Perubahan terhadap ketentuan pidananya terletak antara lain pada
Pasal 85, sehingga berisi :
“Setiap orang yang dengan sengaja memiliki, menguasai, membawa,
dan/atau menggunakan alat penangkap ikan dan/atau alat bantu
penangkapan ikan yang mengganggu dan merusak keberlanjutan
sumber daya ikan di kapal penangkap ikan di wilayah pengelolaan
perikanan Negara Republik Indonesia sebagaimana dimaksud dalam
Pasal 9 dipidana dengan pidana penjara paling lama 5 (lima) tahun dan
denda paling banyak Rp. 2.000.000.000,00 (dua miliar rupiah)”.
Pasal 93 isi diubah sebagai berikut :
(1) Setiap orang yang memiliki dan/atau mengoperasikan kapal
penangkap ikan berbendera Indonesia melakukan penangkapan
ikan di wilayah pengelolaan perikanan Negara Republik Indonesia
dan/atau di laut lepas yang tidak memiliki SIPI sebagaimana
dimaksud dalam Pasal 27 ayat (1) dipidana dengan pidana penjara
paling lama 6 (enam) tahun dan denda paling banyak Rp.
2.000.000.000,00 (dua miliar rupiah).
(2) Setiap orang yang memiliki dan/atau mengoperasikan kapal
penangkap ikan berbendera asing melakukan penangkapan ikan di
wilayah pengelolaan perikanan Republik Indonesia, yang tidak
memiliki SIPI sebagaimana dimaksud dalam Pasal 27 ayat (2) ,
dipidana dengan pidana penjara paling lama 6 (enam) tahun dan
denda paling banyak Rp. 20.000.000.000,00 (dua puluh miliar
rupiah).
(3) Setiap orang yang mengoperasikan kapal penangkap ikan
berbendera Indonesia di wilayah pengelolaan perikanan Negara
Republik Indonesia, yang tidak membawa SIPI asli sebagaimana
dimaksud dalam Pasal 27 ayat (3) dipidana dengan pidana penjara
paling lama 6 (enam) tahun dan denda paling banyak Rp.

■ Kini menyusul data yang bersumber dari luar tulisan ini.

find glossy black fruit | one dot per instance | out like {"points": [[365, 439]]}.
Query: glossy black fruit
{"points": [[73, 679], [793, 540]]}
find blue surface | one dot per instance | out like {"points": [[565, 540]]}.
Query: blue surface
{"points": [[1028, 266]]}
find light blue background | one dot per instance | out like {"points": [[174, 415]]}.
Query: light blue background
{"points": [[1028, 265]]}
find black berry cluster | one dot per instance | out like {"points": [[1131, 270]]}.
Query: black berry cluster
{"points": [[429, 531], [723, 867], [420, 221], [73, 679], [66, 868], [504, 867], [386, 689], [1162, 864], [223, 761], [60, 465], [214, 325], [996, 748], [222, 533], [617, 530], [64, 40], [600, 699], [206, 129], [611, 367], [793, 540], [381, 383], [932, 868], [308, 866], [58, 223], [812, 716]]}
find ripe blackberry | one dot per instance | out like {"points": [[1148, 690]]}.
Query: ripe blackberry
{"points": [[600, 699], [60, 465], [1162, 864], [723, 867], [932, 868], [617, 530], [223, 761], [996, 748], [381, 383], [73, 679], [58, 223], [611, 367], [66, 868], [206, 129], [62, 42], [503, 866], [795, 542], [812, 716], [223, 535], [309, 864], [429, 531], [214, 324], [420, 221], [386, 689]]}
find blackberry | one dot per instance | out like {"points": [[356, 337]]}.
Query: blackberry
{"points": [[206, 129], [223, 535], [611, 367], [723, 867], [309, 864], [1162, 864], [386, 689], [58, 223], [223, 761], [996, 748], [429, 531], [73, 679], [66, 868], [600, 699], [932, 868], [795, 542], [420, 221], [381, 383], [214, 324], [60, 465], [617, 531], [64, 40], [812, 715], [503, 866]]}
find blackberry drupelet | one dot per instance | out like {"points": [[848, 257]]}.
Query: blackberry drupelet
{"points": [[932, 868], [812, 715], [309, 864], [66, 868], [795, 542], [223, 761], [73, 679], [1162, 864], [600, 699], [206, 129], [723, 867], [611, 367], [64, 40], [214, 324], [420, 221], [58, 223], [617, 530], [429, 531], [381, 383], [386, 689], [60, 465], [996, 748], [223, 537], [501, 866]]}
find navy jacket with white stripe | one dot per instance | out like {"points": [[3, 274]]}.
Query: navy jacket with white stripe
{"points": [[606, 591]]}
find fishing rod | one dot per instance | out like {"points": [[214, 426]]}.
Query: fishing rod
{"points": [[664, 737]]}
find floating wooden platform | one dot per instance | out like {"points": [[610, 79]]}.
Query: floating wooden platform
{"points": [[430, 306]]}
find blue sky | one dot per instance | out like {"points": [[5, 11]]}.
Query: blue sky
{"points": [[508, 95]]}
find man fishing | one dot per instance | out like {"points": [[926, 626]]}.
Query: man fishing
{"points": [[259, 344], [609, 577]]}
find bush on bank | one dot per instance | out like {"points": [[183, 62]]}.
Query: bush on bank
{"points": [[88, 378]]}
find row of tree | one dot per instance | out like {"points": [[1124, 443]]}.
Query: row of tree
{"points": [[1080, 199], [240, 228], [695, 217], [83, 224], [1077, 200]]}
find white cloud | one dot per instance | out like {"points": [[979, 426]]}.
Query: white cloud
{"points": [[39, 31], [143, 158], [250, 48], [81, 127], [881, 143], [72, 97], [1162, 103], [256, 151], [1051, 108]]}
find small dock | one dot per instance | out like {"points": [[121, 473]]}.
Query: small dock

2.000.000.000,00 (dua miliar rupiah).
(4) Setiap orang yang mengoperasikan kapal penangkap ikan
berbendera asing di ZEEI, yang tidak membawa SIPI asli
sebagaimana dimaksud Pasal 27 ayat (3), dipidana dengan pidana
penjara paling lama 6 (enam) tahun dan denda paling banyak Rp.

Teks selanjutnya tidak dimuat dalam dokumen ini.